Friday, November 13, 2015

Soderbergh, The Knick, and Manson

Movies' most energetic director
Online magazine Vulture followed Steven Soderbergh as he shoots an episode of his show The Knick. Soderbergh not only directs, but he is the principal camera operator as well, and his energy leads an actor on the show to say Soderbergh is "like a dancer." His energy has been apparent for 26 years.
Since his 1989 debut, the Cannes Palme d’Or winner sex, lies and videotape, he has directed 25 features (including the four-and-a-half-hour, two-part biopic Che) plus nearly 30 hours of TV (including the 2003 HBO political satire K Street, each episode of which was plotted, scripted, shot, cut, and broadcast in five days). He is one of the few American directors to claim two Oscar nominations for Best Picture during a single calendar year, for 2000’s Erin Brockovich and Traffic; he won Best Director for the latter. Every one of his movies — including the comparatively glossy heist thrillers Ocean’s Eleven, Twelve, and Thirteen — was produced for what is, by contemporary American studio standards, chump change.
Read the profile here. 

The Manson Family:
A podcast called You Must Remember This recently did a 12-part series about Charles Manson. I am only three episodes in, but I am already hooked (and it's not easy to hook me--I actually didn't finish Serial [don't tell anyone!]) I have never been a fan of Manson lore -- in fact, I hate our society's glorification of serial killers, as evidenced by stuff like this garbage (see left).

What makes this podcast so great is that it puts Manson in context.
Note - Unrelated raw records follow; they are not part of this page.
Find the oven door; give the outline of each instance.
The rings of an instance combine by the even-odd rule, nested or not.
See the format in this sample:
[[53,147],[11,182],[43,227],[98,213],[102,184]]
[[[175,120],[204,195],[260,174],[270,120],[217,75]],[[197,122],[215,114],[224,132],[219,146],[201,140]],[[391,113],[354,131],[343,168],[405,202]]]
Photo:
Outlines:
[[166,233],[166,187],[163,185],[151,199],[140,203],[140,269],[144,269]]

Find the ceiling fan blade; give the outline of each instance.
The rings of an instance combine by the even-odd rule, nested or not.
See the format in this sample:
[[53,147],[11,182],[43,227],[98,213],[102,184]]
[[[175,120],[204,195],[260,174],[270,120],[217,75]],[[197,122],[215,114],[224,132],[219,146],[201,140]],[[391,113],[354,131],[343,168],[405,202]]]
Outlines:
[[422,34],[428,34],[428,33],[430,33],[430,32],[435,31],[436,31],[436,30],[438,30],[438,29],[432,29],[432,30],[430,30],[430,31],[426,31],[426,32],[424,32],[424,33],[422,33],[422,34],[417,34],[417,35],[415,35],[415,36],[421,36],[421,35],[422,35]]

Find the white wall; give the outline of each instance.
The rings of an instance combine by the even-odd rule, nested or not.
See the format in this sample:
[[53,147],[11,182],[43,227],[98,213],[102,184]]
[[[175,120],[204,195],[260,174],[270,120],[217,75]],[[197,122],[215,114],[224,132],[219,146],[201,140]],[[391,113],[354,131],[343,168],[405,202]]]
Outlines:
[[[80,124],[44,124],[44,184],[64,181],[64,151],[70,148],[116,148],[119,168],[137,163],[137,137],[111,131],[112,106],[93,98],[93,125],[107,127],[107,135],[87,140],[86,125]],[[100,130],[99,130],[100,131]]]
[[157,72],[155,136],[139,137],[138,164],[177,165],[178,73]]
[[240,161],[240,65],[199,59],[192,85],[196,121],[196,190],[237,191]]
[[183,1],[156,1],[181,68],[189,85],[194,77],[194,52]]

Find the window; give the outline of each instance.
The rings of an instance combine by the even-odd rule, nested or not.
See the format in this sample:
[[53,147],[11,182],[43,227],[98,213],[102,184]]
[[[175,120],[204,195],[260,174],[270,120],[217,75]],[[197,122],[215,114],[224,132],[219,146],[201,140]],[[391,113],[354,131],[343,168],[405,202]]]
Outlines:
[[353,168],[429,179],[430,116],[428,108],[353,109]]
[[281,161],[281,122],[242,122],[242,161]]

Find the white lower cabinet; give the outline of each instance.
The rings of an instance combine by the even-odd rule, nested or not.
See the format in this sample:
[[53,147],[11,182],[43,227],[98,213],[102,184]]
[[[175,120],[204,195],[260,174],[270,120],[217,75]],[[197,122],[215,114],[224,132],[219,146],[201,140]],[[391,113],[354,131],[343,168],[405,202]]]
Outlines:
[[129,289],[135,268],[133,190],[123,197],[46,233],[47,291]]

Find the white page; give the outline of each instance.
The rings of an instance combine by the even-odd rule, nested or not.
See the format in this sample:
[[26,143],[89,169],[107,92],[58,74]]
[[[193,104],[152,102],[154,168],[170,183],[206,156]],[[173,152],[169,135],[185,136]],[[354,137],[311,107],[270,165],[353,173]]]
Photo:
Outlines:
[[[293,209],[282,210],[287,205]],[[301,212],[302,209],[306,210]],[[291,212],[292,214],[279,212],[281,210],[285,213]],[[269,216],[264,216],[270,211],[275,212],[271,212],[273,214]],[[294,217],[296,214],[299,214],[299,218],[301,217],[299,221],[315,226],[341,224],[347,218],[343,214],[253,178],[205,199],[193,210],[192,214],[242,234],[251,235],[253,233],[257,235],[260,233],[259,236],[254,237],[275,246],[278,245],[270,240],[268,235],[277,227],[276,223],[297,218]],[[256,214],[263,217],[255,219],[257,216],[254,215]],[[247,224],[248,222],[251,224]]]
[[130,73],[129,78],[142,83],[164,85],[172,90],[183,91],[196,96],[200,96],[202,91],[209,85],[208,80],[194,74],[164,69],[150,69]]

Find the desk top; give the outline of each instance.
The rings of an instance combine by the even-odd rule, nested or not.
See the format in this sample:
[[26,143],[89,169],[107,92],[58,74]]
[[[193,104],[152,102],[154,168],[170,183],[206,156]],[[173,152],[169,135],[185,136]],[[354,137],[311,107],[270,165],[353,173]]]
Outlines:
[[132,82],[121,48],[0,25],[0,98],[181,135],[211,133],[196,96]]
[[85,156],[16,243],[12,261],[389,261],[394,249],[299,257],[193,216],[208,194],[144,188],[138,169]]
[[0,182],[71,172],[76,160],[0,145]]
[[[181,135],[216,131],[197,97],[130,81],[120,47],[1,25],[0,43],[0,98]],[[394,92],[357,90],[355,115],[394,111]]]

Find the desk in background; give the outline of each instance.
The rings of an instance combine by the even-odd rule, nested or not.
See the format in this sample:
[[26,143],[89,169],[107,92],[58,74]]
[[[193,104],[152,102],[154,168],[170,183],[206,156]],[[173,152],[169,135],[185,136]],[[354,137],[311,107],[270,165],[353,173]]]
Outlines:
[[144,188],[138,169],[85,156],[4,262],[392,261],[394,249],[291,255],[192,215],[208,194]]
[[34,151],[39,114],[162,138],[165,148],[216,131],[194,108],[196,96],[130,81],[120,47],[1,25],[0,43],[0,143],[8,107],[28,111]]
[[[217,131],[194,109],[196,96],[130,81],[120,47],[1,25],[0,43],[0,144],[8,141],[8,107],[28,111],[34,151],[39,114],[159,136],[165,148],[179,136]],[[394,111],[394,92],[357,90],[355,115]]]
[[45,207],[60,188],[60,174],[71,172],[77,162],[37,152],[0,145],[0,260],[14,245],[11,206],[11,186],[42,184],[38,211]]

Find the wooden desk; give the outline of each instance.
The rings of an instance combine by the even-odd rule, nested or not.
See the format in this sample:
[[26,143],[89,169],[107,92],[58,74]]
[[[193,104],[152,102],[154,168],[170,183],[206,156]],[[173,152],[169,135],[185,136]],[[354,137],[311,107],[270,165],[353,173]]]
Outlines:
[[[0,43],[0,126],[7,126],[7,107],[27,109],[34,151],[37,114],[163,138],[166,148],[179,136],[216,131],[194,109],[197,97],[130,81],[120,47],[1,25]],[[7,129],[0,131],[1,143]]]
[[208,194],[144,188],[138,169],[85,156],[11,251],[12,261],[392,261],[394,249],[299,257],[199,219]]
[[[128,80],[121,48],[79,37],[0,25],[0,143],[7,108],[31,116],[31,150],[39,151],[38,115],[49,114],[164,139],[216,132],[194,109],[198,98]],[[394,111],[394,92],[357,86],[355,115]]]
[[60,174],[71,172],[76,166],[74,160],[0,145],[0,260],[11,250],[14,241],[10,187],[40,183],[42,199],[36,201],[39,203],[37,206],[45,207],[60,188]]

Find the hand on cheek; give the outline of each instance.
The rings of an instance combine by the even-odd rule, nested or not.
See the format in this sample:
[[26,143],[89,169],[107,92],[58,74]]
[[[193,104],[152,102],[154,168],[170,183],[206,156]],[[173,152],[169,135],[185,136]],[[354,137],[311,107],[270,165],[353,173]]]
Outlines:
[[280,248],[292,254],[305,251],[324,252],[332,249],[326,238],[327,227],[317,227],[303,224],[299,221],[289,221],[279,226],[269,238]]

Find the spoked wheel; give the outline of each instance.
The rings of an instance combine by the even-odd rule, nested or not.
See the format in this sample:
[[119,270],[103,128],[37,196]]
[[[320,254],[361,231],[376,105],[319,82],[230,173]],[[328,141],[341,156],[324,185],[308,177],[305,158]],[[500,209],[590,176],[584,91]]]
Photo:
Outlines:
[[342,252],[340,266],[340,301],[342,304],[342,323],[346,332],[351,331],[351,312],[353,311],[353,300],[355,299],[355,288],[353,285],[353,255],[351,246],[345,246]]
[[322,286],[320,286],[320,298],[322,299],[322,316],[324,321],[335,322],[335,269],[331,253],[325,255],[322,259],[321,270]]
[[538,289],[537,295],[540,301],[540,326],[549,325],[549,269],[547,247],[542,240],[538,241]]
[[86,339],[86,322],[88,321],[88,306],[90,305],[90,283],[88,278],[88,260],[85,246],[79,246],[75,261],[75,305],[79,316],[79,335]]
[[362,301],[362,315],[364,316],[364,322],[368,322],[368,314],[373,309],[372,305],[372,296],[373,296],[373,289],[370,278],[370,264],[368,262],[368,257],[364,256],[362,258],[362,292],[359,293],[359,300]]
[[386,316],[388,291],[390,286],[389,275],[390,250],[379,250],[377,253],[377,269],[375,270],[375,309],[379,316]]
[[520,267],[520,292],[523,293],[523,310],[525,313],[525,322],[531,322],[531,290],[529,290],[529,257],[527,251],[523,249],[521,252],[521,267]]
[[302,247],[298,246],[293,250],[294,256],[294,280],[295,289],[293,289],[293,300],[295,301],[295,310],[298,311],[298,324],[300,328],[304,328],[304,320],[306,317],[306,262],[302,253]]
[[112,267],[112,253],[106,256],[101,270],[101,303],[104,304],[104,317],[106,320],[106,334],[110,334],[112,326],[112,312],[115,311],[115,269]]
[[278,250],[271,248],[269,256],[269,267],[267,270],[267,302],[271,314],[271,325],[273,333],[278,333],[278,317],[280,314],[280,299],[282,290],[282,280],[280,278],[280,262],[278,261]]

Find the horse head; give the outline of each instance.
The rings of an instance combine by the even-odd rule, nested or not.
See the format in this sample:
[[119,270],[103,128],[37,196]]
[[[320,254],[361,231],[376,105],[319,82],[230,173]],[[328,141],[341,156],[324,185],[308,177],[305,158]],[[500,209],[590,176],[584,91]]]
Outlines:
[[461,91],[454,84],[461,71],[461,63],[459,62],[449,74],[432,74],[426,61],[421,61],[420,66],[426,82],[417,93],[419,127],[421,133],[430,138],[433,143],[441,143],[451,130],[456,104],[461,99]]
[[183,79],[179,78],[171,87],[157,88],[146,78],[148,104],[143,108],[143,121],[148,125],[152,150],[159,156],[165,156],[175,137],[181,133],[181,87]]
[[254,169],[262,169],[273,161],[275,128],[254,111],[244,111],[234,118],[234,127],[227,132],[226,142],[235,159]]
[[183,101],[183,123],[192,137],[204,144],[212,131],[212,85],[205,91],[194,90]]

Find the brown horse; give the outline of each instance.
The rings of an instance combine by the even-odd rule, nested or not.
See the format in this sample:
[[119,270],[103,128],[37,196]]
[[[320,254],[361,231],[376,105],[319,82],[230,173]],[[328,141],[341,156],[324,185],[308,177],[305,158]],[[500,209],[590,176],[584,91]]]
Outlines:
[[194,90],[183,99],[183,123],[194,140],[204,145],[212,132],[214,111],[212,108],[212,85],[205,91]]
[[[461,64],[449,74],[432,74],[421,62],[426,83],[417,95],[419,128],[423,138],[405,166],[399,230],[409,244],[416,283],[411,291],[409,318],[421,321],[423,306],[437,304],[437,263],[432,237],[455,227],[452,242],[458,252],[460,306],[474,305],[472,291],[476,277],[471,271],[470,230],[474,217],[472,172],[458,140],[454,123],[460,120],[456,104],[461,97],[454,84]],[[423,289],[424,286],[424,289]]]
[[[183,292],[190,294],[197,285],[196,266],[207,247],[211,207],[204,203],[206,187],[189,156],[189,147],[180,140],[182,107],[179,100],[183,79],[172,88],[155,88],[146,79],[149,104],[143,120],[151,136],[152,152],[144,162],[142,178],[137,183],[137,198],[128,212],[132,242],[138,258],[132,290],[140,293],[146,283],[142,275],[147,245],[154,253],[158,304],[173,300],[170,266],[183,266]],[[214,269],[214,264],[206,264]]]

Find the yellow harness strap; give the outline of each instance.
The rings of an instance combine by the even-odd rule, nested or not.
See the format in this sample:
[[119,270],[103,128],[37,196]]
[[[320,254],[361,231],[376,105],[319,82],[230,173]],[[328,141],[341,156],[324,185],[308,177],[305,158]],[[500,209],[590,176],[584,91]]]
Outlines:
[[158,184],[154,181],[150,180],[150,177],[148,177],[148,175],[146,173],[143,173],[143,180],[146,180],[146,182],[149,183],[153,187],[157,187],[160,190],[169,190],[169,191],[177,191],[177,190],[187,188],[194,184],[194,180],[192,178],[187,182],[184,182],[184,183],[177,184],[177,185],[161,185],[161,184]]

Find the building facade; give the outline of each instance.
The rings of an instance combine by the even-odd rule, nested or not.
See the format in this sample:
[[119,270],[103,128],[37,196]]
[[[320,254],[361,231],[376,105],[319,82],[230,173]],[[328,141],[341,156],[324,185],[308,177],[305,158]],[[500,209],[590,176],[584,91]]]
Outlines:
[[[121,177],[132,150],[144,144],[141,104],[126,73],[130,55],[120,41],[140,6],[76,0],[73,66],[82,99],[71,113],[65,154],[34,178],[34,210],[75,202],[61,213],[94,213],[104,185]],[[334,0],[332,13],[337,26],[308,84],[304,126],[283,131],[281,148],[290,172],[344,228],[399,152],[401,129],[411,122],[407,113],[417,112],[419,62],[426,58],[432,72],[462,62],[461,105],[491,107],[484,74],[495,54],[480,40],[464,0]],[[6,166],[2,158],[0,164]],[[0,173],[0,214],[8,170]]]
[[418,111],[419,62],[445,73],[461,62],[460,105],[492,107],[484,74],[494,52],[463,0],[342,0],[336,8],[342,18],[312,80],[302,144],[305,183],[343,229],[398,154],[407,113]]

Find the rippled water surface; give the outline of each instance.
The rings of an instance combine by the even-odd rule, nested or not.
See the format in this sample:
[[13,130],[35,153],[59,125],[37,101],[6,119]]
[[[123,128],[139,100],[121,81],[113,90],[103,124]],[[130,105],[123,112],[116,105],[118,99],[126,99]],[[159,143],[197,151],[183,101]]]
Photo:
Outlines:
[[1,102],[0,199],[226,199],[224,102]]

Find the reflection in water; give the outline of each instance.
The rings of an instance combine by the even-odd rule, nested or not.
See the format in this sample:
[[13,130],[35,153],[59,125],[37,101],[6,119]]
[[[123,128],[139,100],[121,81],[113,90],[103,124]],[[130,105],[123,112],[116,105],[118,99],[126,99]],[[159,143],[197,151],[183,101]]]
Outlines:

It gives his messed-up backstory (sexual abuse, crime, lots of prison time), then talks about his slow and deliberate transformation into a con-man. He becomes adept at locating needy people and manipulating them into doing his bidding. The show is suggesting so far that he's not crazy, he just plays crazy, but as I'm only three episodes in, I don't know what the final analysis will be. The last show I listened to, the third episode, was mostly about the Manson family's relationship to Beach Boy Brian Wilson, and it suggests that Wilson never recovered from his connection to the family. Filled with vivid evocations of 60s LA (and the malaise of late 60s LA), You Must Remember This is a must-listen podcast for me right now.